Michaud Gigon Sophie · Nationalrat · 2026-03-12
Michaud Gigon Sophie · Nationalrat · Waadt · Grüne Fraktion · 2026-03-12
Wortprotokoll
Tout le monde ici sera d'accord avec moi[NB]: l'eau potable est un bien précieux et une chance. Cette motion valorise cela. Elle est plus technique que politique - c'est pour cela que j'ai mis des lunettes -, car elle vise à améliorer l'information sur l'eau potable par le biais de son ordonnance. Chacun en Suisse consomme ce bien de première nécessité chaque jour, sans pouvoir choisir son fournisseur. L'eau du robinet, vous ne la sélectionnez pas sur un rayon. En tant que consommateur captif, cela rend la transparence et la lisibilité d'autant plus indispensables. C'est précisément là que le bât blesse.
En 2024, la Fédération romande des consommateurs (FRC) a demandé à son réseau d'enquêteurs d'écrire à 252 communes pour connaître la qualité de l'eau potable dans leur commune.
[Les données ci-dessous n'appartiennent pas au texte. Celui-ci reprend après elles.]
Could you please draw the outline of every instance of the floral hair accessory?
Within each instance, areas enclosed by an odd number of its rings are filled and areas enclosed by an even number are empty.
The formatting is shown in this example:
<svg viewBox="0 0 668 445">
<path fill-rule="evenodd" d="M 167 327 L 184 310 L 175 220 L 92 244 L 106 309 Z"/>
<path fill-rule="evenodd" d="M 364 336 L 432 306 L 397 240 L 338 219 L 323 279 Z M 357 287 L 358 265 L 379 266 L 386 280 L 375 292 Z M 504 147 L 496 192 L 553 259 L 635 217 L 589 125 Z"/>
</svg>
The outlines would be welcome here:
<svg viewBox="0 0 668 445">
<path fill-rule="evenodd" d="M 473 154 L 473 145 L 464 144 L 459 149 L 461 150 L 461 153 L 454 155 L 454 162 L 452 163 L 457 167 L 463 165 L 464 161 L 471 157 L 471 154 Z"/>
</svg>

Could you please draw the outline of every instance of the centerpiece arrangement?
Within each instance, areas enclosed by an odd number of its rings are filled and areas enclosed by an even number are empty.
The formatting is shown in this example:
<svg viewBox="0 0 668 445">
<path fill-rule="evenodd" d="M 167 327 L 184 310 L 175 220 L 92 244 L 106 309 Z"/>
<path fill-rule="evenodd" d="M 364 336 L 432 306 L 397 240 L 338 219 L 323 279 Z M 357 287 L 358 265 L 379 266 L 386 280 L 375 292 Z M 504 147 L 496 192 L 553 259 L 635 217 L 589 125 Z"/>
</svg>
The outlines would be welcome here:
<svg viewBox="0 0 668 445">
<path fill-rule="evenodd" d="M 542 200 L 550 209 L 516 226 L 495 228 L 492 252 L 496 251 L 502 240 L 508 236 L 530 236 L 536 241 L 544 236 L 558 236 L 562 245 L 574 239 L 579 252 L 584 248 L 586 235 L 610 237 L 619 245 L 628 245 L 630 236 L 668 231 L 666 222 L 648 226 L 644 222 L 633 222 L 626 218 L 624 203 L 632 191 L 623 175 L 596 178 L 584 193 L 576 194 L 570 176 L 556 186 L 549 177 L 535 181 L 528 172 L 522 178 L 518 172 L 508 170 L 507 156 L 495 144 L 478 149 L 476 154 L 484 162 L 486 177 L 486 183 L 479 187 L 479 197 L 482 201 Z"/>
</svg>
Les résultats sont peu rassurants. En effet, à peine 10 pour cent des distributeurs ont donné les informations attendues aux citoyens concernés. Certains envoient des pages de résultats de laboratoire incompréhensibles, sans même mentionner la valeur légale limite. D'autres encore envoient des rapports bruts avec des dépassements avérés, parfois importants, sans donner aucune explication. D'autres ont fourni des réponses du type "l'eau est potable dans la commune, merci". Ou alors le citoyen ne reçoit aucune réponse, alors qu'il y a droit, et cela pour 30 pour cent des communes interrogées.
Ce flou généralisé crée confusion et méfiance, alors même que la qualité de l'eau est bonne. Ce n'est pas une question de moyens financiers. Ce ne sont pas forcément les communes avec davantage de moyens qui se sont montrées les plus transparentes. Plusieurs communes de petite taille comme Gletterens, dans le canton de Fribourg, avec ses 1200 habitants, communiquent des informations claires, lisibles et utiles. Dans l'enquête, les 27 communes qui se classent dans la meilleure catégorie sont de taille variable et situées dans différents cantons. Cela démontre que ce n'est pas une question de moyens, mais de cadres, d'harmonisation, et aussi d'accompagnement. C'est[NB]justement[NB]ce[NB]que[NB]je[NB]demande aujourd'hui[NB]: donner aux distributeurs d'eau un cadre plus clair pour leur simplifier la tâche.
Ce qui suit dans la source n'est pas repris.